Ereze brushed against a wall—text flared up her arm:

> [CHARACTER OUT OF PLACE.]

She hissed and yanked away.

Jiwoon kicked a crumbling door open. "Even the code hates us now."

"Not hate," I muttered. "It's fear."

---

We reached the plaza where the Guardian once stood. Only the crater remained now, but it was changing too—becoming something else.

Language spun where rubble should be.

A spiral of phrases formed midair—narrative syntax collapsing in on itself.

Then, a burst of clarity as the words fused into one coherent message:

> [EXTRA CHARACTERS DETECTED. DESTINATION: NEXT SCENE.]

A portal ignited from the crater's center.

No swirling light or gleaming runes.

Just pure white.

Unmarked.

Unnatural.

Unproofed.

Pages fluttered around the rim—pages from this very story, torn loose and unfinished. They floated like feathers trying to flee a fire.

"System override," Ereze said grimly. "It's deleting the scene before we can break anything else."

Jiwoon spat. "I hate when games do this. Skipping loot, skipping context. Just shove us forward like impatient hands turning a bad chapter."

But I wasn't listening.

Because I saw something hovering just above the portal's threshold.

My name.

Not typed in neat system font.

Handwritten.

Angled. Messy. Almost desperate.

As if someone had scribbled it at the last possible second to make sure I'd be dragged along.

No author signs a name like that by mistake.

---

"Let's go," I said.

Ereze nodded tightly and adjusted her grip on her sword. Jiwoon rolled his shoulders, then cracked his neck twice.

We didn't count down.

We jumped together.

---

The portal didn't feel like a doorway.

It felt like being yanked from a sentence with the period still missing.

I could feel the narrative strain as it tore me loose.

For a moment, my role flickered.

I wasn't just a Reader.

I was the edit itself.

A change forced into a story not yet ready to change.

---

In that split second between locations, between pages—

I saw two things:

1. The next floor.

A desert stretching farther than thought could reach.

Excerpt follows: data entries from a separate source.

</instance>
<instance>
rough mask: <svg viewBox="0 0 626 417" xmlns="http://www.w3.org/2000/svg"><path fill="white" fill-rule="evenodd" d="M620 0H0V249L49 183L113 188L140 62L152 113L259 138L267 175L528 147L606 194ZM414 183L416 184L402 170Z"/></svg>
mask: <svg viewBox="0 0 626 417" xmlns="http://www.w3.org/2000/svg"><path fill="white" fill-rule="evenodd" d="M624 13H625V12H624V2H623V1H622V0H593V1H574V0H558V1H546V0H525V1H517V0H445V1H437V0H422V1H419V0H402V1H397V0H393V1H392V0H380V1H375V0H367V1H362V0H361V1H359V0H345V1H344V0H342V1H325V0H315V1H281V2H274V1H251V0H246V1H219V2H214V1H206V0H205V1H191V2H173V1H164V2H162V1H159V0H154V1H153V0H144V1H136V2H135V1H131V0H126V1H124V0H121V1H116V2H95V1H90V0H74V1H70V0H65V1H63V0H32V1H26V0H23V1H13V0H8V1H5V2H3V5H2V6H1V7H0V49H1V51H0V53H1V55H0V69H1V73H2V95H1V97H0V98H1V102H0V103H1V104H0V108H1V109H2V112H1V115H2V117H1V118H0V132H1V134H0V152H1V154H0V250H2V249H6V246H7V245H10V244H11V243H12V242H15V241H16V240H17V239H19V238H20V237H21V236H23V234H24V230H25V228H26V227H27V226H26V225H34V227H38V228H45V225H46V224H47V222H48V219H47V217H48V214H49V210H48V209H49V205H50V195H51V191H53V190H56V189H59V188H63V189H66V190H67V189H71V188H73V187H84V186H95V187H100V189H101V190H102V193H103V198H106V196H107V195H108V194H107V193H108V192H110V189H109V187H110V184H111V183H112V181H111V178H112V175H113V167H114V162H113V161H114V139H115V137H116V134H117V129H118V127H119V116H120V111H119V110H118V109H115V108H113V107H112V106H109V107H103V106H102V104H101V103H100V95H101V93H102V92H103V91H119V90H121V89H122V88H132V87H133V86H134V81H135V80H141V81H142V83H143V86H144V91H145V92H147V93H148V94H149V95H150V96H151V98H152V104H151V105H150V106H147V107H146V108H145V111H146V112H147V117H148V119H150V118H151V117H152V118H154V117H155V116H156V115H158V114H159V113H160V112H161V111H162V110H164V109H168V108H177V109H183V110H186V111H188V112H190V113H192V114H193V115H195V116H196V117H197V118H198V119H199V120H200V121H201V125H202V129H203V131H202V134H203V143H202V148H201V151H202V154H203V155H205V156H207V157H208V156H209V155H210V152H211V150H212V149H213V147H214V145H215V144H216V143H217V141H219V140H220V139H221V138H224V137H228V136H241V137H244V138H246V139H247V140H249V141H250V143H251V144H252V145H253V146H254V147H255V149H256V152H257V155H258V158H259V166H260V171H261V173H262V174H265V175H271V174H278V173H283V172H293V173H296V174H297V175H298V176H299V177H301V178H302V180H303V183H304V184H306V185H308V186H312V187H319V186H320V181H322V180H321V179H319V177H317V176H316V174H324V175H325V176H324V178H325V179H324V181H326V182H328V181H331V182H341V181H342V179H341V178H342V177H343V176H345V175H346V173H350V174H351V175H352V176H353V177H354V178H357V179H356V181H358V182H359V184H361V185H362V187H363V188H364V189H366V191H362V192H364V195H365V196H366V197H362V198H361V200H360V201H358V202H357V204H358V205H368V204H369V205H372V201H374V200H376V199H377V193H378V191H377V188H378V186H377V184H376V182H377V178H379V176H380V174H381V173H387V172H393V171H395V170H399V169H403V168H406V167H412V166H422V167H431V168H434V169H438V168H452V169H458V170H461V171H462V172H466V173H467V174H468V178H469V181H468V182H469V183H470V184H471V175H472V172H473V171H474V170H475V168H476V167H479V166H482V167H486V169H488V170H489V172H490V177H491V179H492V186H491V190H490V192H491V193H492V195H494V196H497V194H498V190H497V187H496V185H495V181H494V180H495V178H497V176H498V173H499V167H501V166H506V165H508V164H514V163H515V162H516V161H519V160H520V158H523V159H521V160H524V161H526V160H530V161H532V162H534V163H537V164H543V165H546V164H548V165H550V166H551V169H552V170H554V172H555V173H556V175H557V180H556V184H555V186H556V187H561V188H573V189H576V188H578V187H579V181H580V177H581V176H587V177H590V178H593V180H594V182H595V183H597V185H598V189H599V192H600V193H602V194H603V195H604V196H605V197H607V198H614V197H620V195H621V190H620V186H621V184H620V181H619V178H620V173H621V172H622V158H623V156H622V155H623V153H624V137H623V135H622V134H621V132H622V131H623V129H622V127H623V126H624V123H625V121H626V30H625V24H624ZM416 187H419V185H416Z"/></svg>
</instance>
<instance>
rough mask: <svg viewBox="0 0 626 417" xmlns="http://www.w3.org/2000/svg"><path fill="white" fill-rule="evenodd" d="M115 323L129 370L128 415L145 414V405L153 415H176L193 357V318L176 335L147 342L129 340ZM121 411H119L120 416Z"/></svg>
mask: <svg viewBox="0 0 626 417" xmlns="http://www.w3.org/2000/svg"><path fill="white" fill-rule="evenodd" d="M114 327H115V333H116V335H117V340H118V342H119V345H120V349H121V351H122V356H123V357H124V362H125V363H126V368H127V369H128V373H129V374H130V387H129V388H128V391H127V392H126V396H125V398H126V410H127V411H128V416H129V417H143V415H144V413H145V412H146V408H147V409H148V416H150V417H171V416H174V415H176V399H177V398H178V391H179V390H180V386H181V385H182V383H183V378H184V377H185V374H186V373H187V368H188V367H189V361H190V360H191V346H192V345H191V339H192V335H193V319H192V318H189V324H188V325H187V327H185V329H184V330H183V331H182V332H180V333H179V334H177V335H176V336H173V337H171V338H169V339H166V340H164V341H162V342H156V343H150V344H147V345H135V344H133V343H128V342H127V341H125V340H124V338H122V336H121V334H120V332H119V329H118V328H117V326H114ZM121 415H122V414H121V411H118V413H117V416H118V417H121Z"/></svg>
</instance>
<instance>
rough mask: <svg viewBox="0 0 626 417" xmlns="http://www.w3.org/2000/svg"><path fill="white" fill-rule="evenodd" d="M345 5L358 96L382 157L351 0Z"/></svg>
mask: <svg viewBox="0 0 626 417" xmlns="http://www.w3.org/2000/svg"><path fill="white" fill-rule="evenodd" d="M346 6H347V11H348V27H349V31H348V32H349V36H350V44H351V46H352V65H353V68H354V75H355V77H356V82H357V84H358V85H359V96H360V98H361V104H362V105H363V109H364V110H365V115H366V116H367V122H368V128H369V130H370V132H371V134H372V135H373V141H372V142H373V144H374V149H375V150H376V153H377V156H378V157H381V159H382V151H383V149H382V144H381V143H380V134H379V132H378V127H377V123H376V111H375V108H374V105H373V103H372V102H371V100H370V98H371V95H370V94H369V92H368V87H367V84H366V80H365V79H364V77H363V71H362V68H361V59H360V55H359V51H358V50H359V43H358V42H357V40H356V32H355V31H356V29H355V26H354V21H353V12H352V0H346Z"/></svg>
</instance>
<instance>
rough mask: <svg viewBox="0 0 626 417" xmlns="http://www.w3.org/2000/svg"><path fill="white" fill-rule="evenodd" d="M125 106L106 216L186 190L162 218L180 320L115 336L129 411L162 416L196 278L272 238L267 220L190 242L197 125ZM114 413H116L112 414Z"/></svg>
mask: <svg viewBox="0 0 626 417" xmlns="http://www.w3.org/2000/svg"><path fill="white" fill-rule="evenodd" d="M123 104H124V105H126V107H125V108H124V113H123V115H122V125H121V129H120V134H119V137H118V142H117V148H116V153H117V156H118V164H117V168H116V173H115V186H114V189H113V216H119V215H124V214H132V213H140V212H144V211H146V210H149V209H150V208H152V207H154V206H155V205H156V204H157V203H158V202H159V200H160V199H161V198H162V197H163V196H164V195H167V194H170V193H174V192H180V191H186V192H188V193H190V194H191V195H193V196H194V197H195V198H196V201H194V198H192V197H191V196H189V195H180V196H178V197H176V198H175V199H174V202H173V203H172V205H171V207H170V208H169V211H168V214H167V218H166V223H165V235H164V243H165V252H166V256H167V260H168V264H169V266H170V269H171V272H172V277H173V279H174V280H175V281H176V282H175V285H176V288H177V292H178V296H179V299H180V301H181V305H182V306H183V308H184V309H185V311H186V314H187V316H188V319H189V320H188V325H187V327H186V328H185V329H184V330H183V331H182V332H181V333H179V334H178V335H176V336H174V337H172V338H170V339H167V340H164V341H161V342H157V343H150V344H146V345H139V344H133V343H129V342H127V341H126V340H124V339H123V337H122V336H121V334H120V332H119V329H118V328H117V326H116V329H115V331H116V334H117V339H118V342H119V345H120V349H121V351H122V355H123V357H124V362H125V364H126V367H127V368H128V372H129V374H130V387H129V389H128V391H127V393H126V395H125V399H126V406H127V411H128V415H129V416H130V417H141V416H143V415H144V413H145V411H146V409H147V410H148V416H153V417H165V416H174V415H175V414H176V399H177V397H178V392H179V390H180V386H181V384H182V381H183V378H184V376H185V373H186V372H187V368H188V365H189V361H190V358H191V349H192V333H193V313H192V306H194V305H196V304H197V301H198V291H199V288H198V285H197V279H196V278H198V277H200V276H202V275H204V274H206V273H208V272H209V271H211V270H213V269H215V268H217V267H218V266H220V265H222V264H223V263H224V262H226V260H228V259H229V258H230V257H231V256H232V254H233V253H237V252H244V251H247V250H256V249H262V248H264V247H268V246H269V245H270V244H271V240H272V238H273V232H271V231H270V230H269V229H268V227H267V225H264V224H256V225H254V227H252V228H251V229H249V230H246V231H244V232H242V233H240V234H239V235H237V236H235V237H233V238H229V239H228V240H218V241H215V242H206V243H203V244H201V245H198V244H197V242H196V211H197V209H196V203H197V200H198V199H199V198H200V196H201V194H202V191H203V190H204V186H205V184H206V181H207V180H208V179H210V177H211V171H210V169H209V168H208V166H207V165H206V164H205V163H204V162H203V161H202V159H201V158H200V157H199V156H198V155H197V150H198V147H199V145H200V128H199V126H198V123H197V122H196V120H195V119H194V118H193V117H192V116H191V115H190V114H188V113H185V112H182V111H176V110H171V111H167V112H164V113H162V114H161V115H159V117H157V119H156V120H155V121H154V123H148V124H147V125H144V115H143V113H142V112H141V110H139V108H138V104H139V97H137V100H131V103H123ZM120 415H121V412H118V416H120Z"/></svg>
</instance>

Monoliths stood like forgotten punctuation marks on ancient parchment.

And above them all: a black sun, hanging motionless in the sky like a cosmic typo that refused to finish rising.

2. A figure.

Far beyond the desert, seated on a throne made of broken book spines.

Another Reader.

Watching.

Smiling.

Holding a book.

My book.

With my name across the cover.

And a pen in hand, still wet with ink.

---

We landed hard.

Wind. Grass. Warm. Everything real again.

But something had changed.

Ereze looked at me. "Who was that? In the sky."

Jiwoon blinked sand from his eyes. "This is not what heard from system?"

I didn't answer.

Because I finally understood—

This wasn't just about the story I was in.

This was about the story they were writing me into.

And I was no longer the only reader here.